“Il rock ‘n’ roll non andrà avanti così. Ci sarà un giorno del giudizio. Non è più sufficiente che una band abbia da offrirci soltanto avidità, spavalderia e sfacciata insincerità e che tutto questo venga chiamato intrattenimento. Forse oggi qualche anima malaccorta è ancora pronta a crederci, ma lì non c’è futuro”.
Parole di Jon Landau, critico musicale, produttore discografico e manager, che campeggiano in apertura della nuova biografia dedicata a una band leggendaria della storia del rock.
Firmato da Bob Spitz, giornalista e autore di tanti volumi conosciuti dedicati ad altrettanti grandi nomi (dai Beatles a Bob Dylan, da Julia Child a Ronald Reagan), Led Zeppelin: la biografia definitiva (Rizzoli Lizard, brossurato, 720 pagine, 25 euro) racconta (a tutto tondo) la vita di Robert Plant, Jimmy Page, John Paul Jones e John Bonham, cercando di scindere gli uomini dagli artisti, quasi delle divinità per tutti gli appassionati. “Fanculo gli anni Sessanta, stiamo per disegnare la mappa del nuovo decennio”, urlava al mondo lo stesso Page, fondatore della band britannica, considerato tra i più influenti, rilevanti e versatili chitarristi e compositori dell’universo del rock. Non si esagera, pertanto, quando si afferma che tante band hanno fatto il genere, mentre poche realmente la storia.
Come i Led Zeppelin (“non volevano tenerti per mano. Non scherzavano. Questa era roba seria, di sostanza”, si legge nella biografia), il cui percorso artistico e umano è stato ricostruito con dovizia di particolari da Spitz – è stato manager di Bruce Springsteen ed Elton John in momenti determinanti delle loro carriere –, profondo conoscitore della materia, che è andato direttamente alla fonte, raccogliendo le confessioni dei “giganti” Plant, Jones e Page (del compianto Bonham, il frontman dei Foo Fighters ed ex batterista dei Nirvana, Dave Grohl, ha addirittura affermato: “Diventai ossessionato da lui. Il suo sound era indefinibile e privo di errori”).
Ecco, dunque, che l’autore tratteggia il contesto nel quale la band si è mossa, rimarcando come il suono dei Led Zeppelin – sorti dalle ceneri degli Yardbirds – abbia contribuito (come già anticipato) a portare gli anni Sessanta nei Settanta, conducendo il pubblico dai club alle arene, mutando le superstar dell’epoca in rockstar intramontabili. C’è tutto (e di più) in questa biografia definitiva – con traduzione di Alfredo Marziano – al pari delle vibrazioni che emana.

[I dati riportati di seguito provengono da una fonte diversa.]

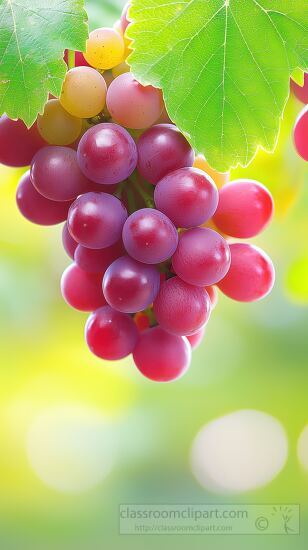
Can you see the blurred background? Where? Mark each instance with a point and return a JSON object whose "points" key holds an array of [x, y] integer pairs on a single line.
{"points": [[80, 436]]}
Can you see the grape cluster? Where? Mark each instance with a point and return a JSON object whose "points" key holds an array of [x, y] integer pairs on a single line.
{"points": [[145, 223], [300, 131]]}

E le sfumature si mescolano, come i generi dai quali la band nata nel 1968, nel corso degli anni, ha attinto a piene mai: dal blues al rock-blues della metà del secolo scorso fino al folk e alla musica orientale, quest’ultima particolarmente cara a Plant. Ciò nonostante, il sound dei Led Zeppelin è sempre stato fresco, lasciando segni profondi nel futuro del rock’n’roll. Brani intramontabili come Stairway to Heaven, Kashmir, Whole Lotta Love, Black Dog, No Quarter – ma gli esempi sono tanti – tra i quali Spitz si muove perfettamente a proprio agio, facendo parlare direttamente la musica, la miscela selvaggia e, al contempo, delicata della band che, pur pubblicando nove album in studio, viene tutt’ora ricordata per i seminali primi quattro dischi, pubblicati nell’arco di appena tre anni: dal 1969 al 1971.
Dagli studi di registrazione ai momenti privati, dai tour ai bagni di folla: il pluripremiato Spitz offre al lettore una serie di chicche, non disegnando – va da sé – la pura cronaca. In Italia Rizzoli Lizard ha giù pubblicato, nel 2018, Led Zeppelin by Led Zeppelin (cartonato, 400 pagine, 59.95 euro), il primo – e unico – libro ufficiale illustrato, prodotto in collaborazione con i membri della band. Il consiglio è di non perderlo e di affiancarlo, in libreria, alla “biografia definitiva”. Due è meglio di uno.